Entonces se acercó de nuevo, con más práctica, más canchera; me miró con miedo, pero fijamente y me perdí en sus ojos verdes. Me besó de nuevo. Y mi respuesta fue la misma, yo inmóvil. Chibolo miedoso, seguramente marica. Nikita desistió y sonrió, gracias a dios solo era una niña bonita de diez años porque si hubiera vivido más seguro que hubiera pensado gracias por cagar el primer beso de mi vida, Jim, por si no lo sabías esto no se olvida jamás. Y yo me hubiera quedado en ese cuarto, triste, de cuclillas. Escuchando a mi álter ego cambiar de tema de conversación y resignado frente a esa primera experiencia que penosamente había marcado mi porvenir afectivo.

Pero entonces algo se quebró. Justo cuando ella empezaba a sugerir ir con nuestros papás que estaban en una fiesta en el primer piso, sentí una oleada de seguridad que nunca antes había conocido. A mis ocho años, con los pantalones sucios y la mirada de bebé, un atisbo de habilidad seductora que ni siquiera Style podría igualar se apoderó de mi cuerpo y comandó mis acciones.

Sus manos visitaron sus bolsillos y sacó un chocolate, abrió la envoltura y se lo metió a la boca; empezó a caminar hacia la puerta, jalándome de la mano y tarareando una horripilante canción de Axe Bahia. Balanceando su cuerpo flacucho y acomodándose el cabello detrás de la oreja.

Entonces me detuvé y reí, te estas olvidando de algo, le dije.

Volteó curiosa y risueña y se encontró con un niño de ocho años que la miraba confiado y que sostenía un pedazo de papel entre sus dedos tal y como ella lo había visto hacer a los personajes de Yu-Gi-Oh con unas cartas que sus amigos de colegio coleccionaban. Se puso nerviosa.

La jalé de la mano con firmeza y ternura. Nikita bajó los ojos. Le mostré el pedazo de papel con el que habíamos estado jugando y lo tiré al piso. Le cogí del mentón y levanté su rostro. Nos miramos. Entonces brillosos mis ojos, fluidos mis movimientos, burlona mi sonrisa. La besé.

Fue un beso improvisado y prematuro, inconsistente, hasta innecesario. Pero era la primera experiencia romántica para ambos y forzadamente la volvimos bonita. Mi corazón bombeaba sangre pertinazmente y mi naríz presentía su aliento. Nuestros ojos estaban abiertos de par en par, pero no dejábamos de mirarnos. Un buen beso se instalaba en nuestros recuerdos.

-         Les diré a todos mis amigos que mi primer beso fue de chocolate y con la gringa más linda del Perú – le dije, sonriente

-         Pero es el tercero, tontito, el primero fue de fresa- susurró con un acento de telenovela mexicana

-         No pues, los dos primeros fueron de práctica, nomás.- Concluí

-         Que vivo eres – comentó riendo mientras saliamos de la mano rumbo a la cocina, queríamos torta.

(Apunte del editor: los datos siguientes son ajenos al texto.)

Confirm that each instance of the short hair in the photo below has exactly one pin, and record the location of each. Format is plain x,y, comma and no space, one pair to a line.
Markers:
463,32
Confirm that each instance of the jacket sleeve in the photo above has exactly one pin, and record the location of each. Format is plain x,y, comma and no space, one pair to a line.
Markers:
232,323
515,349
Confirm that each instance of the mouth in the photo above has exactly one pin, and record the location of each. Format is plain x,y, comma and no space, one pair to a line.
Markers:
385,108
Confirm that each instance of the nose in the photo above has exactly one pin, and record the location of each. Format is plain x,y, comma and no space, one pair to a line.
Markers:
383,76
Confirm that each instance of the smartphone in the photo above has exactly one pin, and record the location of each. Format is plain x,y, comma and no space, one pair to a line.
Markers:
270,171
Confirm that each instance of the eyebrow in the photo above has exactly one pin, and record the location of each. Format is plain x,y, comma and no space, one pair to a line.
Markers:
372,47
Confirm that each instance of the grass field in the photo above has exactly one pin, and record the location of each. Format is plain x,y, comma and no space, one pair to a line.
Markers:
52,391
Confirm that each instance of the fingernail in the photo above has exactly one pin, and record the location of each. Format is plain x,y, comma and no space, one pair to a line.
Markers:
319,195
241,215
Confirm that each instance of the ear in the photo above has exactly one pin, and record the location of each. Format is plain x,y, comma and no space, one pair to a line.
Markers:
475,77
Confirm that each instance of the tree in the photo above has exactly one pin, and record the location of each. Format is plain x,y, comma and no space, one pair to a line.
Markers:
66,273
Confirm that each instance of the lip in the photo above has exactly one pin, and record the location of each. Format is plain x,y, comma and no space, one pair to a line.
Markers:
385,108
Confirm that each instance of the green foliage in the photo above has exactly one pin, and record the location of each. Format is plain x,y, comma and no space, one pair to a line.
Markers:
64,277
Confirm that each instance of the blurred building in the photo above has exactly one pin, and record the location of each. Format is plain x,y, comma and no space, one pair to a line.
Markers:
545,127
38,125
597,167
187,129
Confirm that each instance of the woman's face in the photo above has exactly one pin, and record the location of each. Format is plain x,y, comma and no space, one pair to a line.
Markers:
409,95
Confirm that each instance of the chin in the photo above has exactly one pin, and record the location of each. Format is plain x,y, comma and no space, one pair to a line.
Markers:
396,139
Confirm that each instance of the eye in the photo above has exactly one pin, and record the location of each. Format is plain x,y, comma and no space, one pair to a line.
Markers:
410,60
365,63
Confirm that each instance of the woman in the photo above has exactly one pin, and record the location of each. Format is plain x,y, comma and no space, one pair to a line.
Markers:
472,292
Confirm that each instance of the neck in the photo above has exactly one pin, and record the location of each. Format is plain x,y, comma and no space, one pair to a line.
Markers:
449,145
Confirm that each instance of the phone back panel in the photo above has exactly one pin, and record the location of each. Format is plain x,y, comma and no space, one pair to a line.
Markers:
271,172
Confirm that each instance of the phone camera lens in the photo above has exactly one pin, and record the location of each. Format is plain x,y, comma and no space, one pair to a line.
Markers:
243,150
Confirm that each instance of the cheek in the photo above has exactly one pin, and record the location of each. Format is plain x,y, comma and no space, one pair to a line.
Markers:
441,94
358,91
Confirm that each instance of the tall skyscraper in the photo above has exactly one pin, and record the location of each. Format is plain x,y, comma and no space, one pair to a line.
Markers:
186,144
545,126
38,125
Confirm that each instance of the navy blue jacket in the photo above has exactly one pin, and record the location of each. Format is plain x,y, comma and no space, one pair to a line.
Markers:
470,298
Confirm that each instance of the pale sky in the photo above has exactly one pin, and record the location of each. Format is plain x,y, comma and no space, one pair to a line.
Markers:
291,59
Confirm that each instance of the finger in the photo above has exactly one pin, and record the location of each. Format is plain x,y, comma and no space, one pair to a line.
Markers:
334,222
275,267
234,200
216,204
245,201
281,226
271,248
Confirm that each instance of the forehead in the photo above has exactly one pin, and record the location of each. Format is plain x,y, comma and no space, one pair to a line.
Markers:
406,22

Y presumiblemente esa niña fue mi primer gran amor. Hoy debe tener 20 años. La última vez que la ví fue a los 11.

Y no estoy seguro de querer retomar el contacto vía facebook como lo hice con viejos amigos de la infancia: Pues a veces es bueno tener un respaldo emocional pasado que se contraponga con los problemas presentes y nos recuerde que podemos sentir.

Me explico. Guardo de Nikita una imagen de ternura y felicidad que no se compara con nada, un registro que me dice que  soy humano y que puedo ser feliz como antes aunque las cosas sean más complicadas ahora. Un recurso de salvataje del que aferro en los momentos en los que siento que mi vida esta cagada, sin valores ni sentimientos. Arrugada, manchada, inservible y tirada en el suelo como ese pedazo de papel que aleteaba en el piso y en el que se leía -¿Quieres ser mi enamorado? 












Extra No1: Escribir este post me ha arrancado más de una sonrisa. El primer beso es algo que nadie olvida y suele ser; no importa si bueno o no, fuerte o suave; un encantador recuerdo. Mucho más poderoso, a mi opinión, que el que te deja la primera vez.

Bueno, supongo ¿no?, yo no sé de esas cosas, solo me han contado. Talvés más adelante hable de ese tema, quiero decir.. De lo que me han contado. xD!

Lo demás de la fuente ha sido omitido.